Signs prior to the march

Medics on foot and on bikes accompanied the march, and monitors with caution tape controlled the traffic while the marchers passed. Many, many drivers honked their support for the marchers. There were water stations set up along the route, and the medics distributed water to anyone who asked. Organizers let people know what was going on and how the march would proceed. Everyone felt comfortable and protected. It was the formation of a spontaneous community, something that will become increasingly necessary as the efforts to end violent policing continue.

While the uphill climb to the Embassy Suites was a bit tough for me, I made it, and the sunset view from the top of the ridge was spectacular. (I wanted to capture it in paint or pastel, and I still may try... the art-part of my life coming close to an obsession these days...)

As we reached the turn into the hotel driveway, a couple of bicycle officers appeared to help with traffic control. They were the first uniformed officers we had seen, even as we marched past the sheriff's and police departments downtown. These bicycle officers together with some other uniformed APD officers would form a phalanx protecting the lobby of the hotel from the protest rabble outside.

After reading the names of the dead at the hands of APD ("Presente!") about half the marchers made their way toward the lobby of the hotel. Access was denied. However, during the protest, a number of the participants in the shooting competition came out to observe the proceedings, and one even had himself photographed with the protesters.

Tenten wanted to talk to a police-officer competitor and to anyone associated with Embassy Suites, but the police inside were too afraid of her, and the hotel refused to send out a representative (at least this was my impression from observations and talking with some of the participants.)  Eventually, an APD officer (along with a backup officer "just in case") spoke with Tenten outside the lobby, but nothing was resolved. My video above starts just after the APD officers retreated back to the lobby.

Fear. The officers were so frightened... I call them cowards. They see the public -- at least an expressive portion of the public -- as their enemies, and they live in constant mortal fear of those enemies, and so they lash out, sometimes murderously, when confronted with protest, demands, or disobedience.

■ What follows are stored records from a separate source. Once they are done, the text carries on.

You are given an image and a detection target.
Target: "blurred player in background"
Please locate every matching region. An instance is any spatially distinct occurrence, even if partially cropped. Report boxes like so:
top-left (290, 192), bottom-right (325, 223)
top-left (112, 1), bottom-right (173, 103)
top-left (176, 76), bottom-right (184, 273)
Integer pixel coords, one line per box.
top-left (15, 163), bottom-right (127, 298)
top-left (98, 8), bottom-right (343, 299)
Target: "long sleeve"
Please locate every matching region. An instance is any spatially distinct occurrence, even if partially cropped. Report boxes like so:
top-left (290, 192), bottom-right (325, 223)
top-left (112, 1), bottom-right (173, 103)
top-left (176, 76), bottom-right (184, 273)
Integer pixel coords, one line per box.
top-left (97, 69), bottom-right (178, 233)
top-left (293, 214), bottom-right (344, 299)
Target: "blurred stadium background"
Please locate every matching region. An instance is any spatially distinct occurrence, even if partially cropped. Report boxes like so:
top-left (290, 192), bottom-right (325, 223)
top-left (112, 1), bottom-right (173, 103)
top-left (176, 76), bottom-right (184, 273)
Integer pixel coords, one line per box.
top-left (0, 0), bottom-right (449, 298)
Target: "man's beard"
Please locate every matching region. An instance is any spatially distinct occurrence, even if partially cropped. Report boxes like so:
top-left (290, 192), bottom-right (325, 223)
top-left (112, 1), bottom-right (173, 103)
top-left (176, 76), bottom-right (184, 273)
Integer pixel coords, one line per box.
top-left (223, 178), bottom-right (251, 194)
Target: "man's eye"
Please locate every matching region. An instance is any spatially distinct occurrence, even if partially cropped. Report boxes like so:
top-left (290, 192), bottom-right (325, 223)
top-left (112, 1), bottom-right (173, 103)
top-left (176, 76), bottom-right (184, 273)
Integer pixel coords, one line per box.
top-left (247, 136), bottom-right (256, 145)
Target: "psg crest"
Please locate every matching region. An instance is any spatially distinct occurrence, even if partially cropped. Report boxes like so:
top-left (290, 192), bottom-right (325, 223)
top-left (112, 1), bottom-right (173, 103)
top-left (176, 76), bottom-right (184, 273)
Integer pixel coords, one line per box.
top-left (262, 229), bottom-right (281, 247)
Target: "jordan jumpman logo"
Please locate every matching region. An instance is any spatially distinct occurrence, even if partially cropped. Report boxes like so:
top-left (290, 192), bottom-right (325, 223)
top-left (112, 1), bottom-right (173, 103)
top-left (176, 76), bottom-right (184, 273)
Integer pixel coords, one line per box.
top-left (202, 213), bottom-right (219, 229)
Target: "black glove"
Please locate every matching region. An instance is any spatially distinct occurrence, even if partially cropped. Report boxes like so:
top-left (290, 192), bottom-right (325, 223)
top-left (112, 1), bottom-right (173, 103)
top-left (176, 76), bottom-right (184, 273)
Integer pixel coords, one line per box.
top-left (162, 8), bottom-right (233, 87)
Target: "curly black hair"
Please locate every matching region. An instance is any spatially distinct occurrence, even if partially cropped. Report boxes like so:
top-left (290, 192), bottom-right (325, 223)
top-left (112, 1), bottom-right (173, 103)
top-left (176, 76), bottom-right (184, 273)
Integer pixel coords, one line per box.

Last night, for the most part, they hid.

There was no hint of violence within the crowd of protesters last night, but at one point I was told that the officers inside the hotel were demanding that the protesters pledge to be "peaceful" if they wanted to speak to an officer inside. It was a ludicrous demand given the nature of the event being protested, but it was an example of kind of fear the police have of any expression of public outrage at their behavior. The same fear is seen among the occupying armies of our nation's vast overseas imperial adventures. It's inculcated from the top down.

Ultimately, the point was made -- that this competition is an insult to the many hundreds, indeed thousands of dead at the hands of police, and it is not wanted in the city of Albuquerque, not after everything that has happened, the piles of dead bodies, the protests, the pain and the outrage.

Victor Villalpando's sister and mother brought those points home to me more strongly than I think I have felt them up to now, and I've been involved in the protests against violent policing for many a long year.

We marched back to Robinson Park in the downtown area, and I slowed down the closer we got. A kind driver asked if I'd like a ride for the last few blocks, and I said yes. Well, I coulda made it on my own, but it would have taken me probably another half hour or so. Had a great talk with the driver, Sara Ruth (I think), someone who feels like I do that the context of policing, the culture, and the behavior of police must change or be abolished.